Burada zaten bu sezonun başından beri takımın bütün sorunları tartışılıyor. Gidenler, gelenler falan filan hiçbiri bu yaraya merhem olmuyor. 3 koç ile çalıştığımız, 10'un üzerinde transfer yaptığımız ve kadroyu sil baştan kurduğumuz sezonda, küme düşme tehlikesi artık burnumuzun dibinde. Bu gerçeği, Galatasaraylılar olarak sindirmeli ve ona göre hareket etmeliyiz. Artık, Galatasaray basketbolu, 2010'lu yılların ilk yarısındaki başarılı yıllarından çok ama çok uzakta. Bir şeyler ters gidince hemen kötümser senaryolar yazan bir insanım, ancak bu gerçekten bir senaryo olmaktan çıkıp bir gerçeklik olma yolunda hızla ilerliyor.

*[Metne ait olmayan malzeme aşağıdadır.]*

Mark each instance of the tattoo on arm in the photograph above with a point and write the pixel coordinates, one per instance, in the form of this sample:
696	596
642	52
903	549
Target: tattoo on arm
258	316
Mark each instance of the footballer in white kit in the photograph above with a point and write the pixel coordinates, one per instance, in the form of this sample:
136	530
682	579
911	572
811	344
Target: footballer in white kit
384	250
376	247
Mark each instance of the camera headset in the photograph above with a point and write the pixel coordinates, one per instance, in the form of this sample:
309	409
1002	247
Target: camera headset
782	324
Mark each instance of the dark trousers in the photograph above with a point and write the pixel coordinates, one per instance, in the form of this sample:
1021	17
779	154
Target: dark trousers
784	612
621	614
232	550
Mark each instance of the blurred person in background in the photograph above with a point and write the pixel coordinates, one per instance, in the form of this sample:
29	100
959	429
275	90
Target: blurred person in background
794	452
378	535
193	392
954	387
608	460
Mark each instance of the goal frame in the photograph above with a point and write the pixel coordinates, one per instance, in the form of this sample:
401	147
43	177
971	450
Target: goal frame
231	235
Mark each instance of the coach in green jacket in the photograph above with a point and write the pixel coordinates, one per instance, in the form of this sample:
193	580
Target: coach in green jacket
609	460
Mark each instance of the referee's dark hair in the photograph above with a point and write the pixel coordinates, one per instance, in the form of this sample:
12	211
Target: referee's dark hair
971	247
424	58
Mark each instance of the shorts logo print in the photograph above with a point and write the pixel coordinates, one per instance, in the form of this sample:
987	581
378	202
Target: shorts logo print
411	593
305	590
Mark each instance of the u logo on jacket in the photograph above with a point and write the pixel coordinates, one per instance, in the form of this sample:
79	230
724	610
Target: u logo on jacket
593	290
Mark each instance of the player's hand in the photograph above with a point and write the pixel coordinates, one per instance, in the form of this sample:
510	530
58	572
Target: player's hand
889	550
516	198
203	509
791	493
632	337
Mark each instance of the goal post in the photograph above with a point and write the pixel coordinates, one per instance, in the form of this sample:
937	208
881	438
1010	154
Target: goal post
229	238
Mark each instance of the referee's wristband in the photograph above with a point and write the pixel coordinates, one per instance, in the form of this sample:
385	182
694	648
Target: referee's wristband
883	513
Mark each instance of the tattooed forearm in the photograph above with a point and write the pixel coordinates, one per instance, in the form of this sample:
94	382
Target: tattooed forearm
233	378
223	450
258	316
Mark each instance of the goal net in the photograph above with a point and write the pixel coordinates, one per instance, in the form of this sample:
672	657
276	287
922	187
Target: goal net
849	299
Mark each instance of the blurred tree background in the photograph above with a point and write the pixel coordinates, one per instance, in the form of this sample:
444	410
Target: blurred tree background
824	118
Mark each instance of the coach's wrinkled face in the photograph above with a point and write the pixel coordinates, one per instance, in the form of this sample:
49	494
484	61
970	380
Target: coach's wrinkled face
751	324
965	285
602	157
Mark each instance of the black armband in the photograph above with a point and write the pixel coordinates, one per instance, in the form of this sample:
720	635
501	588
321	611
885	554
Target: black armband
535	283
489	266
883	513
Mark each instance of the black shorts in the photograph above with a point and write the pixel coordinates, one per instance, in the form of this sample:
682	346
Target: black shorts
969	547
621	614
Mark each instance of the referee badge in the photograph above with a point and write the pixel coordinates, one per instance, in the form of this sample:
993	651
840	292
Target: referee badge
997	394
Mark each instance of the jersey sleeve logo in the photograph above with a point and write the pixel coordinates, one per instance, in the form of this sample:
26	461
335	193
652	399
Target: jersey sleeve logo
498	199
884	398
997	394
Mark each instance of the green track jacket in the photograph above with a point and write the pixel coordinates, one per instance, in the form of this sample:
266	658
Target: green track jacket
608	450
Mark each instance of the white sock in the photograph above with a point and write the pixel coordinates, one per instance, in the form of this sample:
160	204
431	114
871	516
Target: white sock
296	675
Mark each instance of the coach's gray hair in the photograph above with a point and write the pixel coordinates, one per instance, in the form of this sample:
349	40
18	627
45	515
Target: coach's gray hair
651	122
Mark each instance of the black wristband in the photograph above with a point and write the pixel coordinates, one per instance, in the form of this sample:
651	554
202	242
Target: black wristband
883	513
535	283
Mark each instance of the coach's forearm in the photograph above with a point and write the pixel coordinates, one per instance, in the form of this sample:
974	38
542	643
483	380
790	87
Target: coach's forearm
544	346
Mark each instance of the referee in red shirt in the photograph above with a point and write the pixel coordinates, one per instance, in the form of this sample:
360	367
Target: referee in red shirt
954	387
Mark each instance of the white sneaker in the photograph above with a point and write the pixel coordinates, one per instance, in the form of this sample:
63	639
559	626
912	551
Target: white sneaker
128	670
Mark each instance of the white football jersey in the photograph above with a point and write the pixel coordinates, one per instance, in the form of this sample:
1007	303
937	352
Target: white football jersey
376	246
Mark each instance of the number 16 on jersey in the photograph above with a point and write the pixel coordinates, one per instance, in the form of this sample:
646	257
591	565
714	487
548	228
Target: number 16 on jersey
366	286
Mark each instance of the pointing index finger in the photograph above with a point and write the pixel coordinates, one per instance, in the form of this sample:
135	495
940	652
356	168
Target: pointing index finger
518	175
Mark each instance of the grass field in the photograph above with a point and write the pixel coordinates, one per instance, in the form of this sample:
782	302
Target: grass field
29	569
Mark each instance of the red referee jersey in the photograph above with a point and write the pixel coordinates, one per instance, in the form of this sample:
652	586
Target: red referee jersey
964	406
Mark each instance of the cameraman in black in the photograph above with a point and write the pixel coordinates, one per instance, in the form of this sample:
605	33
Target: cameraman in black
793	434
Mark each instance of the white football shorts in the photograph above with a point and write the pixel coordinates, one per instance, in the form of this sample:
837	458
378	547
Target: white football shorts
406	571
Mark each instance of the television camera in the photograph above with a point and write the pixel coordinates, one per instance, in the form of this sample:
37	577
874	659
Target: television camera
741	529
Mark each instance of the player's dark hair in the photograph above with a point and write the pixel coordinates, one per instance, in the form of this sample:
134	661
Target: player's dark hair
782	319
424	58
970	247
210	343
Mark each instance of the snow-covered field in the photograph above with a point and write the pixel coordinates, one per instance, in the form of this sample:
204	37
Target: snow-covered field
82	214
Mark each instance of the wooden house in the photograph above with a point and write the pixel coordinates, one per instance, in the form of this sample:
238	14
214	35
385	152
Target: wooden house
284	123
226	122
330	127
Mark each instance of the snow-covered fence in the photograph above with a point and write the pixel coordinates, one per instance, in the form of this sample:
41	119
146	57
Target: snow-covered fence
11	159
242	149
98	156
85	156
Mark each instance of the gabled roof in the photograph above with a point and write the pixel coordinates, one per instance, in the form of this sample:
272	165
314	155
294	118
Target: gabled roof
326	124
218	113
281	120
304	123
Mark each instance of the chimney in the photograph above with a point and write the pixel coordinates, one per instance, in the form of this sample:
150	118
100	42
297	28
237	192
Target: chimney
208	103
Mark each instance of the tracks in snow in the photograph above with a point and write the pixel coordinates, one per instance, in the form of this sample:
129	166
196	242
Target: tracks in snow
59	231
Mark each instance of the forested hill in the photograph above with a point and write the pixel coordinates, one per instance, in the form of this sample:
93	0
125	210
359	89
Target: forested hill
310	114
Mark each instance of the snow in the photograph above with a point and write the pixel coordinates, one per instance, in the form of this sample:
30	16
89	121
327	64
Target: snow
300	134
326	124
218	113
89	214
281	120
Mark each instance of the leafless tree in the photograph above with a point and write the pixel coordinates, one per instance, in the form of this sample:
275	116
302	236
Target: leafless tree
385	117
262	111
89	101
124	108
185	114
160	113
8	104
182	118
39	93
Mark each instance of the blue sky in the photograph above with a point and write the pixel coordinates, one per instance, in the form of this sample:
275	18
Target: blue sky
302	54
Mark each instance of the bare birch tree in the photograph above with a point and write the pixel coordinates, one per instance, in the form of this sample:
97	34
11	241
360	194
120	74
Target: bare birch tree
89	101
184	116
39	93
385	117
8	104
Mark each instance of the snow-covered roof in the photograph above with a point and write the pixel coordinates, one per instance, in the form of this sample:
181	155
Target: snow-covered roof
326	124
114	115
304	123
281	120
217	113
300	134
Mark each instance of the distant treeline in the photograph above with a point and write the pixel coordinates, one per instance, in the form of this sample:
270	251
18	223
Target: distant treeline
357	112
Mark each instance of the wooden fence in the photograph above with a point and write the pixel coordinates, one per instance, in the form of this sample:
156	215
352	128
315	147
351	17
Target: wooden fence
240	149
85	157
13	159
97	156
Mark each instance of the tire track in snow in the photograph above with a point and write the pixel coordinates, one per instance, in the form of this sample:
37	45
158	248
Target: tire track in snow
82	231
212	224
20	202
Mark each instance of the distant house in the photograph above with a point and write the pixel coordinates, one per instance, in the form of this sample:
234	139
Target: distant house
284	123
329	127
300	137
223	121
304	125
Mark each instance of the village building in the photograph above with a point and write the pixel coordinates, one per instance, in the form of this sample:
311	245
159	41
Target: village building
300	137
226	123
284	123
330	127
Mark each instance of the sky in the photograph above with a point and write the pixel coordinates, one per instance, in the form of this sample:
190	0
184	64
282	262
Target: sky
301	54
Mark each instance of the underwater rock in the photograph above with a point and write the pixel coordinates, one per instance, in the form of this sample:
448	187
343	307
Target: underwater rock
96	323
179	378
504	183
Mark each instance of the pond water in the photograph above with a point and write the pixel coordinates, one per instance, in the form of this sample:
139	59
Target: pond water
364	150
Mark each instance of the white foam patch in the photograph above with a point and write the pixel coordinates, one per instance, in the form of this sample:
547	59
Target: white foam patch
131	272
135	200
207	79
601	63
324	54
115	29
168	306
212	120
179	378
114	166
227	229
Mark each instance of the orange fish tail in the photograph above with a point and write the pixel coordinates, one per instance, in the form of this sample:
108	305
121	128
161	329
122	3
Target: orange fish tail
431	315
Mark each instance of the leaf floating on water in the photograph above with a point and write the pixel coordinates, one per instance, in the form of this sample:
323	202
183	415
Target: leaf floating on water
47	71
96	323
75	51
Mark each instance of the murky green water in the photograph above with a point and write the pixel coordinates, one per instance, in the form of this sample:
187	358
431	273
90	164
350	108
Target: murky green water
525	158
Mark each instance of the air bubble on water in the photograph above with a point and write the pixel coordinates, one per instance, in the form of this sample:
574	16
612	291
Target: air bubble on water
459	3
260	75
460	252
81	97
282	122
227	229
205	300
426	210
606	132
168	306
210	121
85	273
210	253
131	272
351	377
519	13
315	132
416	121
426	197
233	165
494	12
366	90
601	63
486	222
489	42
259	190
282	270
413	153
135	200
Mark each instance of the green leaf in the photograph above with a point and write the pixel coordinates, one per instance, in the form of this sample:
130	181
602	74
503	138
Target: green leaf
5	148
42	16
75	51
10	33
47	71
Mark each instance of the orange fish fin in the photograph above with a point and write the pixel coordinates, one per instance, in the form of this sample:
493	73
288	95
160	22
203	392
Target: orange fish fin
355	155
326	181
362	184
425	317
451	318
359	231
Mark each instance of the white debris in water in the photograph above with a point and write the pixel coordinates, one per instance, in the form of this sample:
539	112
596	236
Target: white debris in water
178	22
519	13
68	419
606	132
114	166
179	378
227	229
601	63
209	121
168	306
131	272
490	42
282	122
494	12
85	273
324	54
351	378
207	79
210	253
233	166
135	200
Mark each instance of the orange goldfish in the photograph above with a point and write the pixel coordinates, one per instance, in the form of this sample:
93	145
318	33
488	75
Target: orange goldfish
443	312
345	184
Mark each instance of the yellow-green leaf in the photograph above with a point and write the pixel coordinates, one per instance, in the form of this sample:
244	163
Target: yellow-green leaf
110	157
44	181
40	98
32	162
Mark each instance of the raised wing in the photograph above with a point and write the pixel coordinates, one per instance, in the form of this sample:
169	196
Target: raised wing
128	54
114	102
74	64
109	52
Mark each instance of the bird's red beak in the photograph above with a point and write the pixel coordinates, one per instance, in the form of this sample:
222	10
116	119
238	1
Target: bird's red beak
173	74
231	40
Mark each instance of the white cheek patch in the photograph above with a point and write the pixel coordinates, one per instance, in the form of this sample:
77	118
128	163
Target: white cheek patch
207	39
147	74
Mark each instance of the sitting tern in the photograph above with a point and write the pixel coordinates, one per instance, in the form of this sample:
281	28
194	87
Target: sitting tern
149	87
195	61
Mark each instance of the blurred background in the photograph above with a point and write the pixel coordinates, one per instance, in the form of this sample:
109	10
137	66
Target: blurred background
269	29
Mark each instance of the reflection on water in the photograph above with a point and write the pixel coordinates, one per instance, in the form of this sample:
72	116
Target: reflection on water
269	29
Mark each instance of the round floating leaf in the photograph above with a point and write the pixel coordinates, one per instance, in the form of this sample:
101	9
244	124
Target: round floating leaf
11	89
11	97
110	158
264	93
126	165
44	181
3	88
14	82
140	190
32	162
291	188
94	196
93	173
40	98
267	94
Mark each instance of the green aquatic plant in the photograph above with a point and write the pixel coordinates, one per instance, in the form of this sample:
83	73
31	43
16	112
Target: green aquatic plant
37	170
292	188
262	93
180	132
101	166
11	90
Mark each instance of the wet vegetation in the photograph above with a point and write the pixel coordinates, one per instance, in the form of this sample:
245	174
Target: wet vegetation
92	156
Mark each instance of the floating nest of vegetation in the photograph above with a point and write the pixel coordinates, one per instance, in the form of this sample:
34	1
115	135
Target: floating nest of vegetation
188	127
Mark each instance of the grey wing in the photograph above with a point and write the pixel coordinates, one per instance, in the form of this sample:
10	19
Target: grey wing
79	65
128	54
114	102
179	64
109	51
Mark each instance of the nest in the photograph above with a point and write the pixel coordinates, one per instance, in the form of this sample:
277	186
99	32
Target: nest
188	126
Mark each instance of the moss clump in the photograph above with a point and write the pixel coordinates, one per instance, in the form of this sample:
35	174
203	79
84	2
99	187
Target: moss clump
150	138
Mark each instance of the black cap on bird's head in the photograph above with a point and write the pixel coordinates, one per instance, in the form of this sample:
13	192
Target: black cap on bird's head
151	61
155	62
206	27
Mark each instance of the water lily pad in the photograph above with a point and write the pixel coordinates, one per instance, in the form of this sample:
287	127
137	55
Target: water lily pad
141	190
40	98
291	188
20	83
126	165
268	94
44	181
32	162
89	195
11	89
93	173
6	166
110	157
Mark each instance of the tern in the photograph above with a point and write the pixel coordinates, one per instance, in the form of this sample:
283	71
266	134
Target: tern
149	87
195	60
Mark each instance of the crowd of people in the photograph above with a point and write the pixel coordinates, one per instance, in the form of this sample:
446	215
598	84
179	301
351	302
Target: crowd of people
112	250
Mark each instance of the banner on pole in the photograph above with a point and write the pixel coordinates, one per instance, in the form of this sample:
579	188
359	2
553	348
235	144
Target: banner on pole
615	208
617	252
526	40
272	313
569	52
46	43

Bu durumdan kaçış yok. Bu durumu içselleştirmemiz gerek ve artık Galatasaray basketboluna gönül vermiş insanlar olarak bu kulüpten umudumuzu uzun bir süre kesmeliyiz. Evet Galatasaray adının olduğu her yerde umut vardır, ama umut olması için o takımın bir şeyler vaat etmesi gerekir. Şu anda ne takım, ne de şube hiçbir şey vaat etmiyor. Ne zaman ki Ergin Ataman gibi bir koç, ve Ünal Aysal gibi bir finansör gelir, o zaman bu kulüp dipten kurtulur. Korkulu bir rüya maalesef gerçek oluyor. Bu kabustan uyanmak da, yine Galatasaray SPOR Kulübü'nün iç dinamiklerine bağlı. Eğer yine futbolun arkasında devam eden, basketbolu angarya olarak gören, Galatasaray ismini Avrupa'nın üçüncü sınıf turnuvalarına, kendi ülkesinin ikinci ligine yakıştırmaya devam eden yöneticiler olduğu sürece, Galatasaray basketbolu sadece müessese takımlarının değil; artık küçük gördüğümüz Beşiktaş'ın bile altında kalacak. Bu rezaleti bile isteye izleyen ve bu şubeyle zerre ilgilenmeyen "görevli" ve "yöneticiler" nedeniyle işte benim bu şubeden ümidim kalmadı.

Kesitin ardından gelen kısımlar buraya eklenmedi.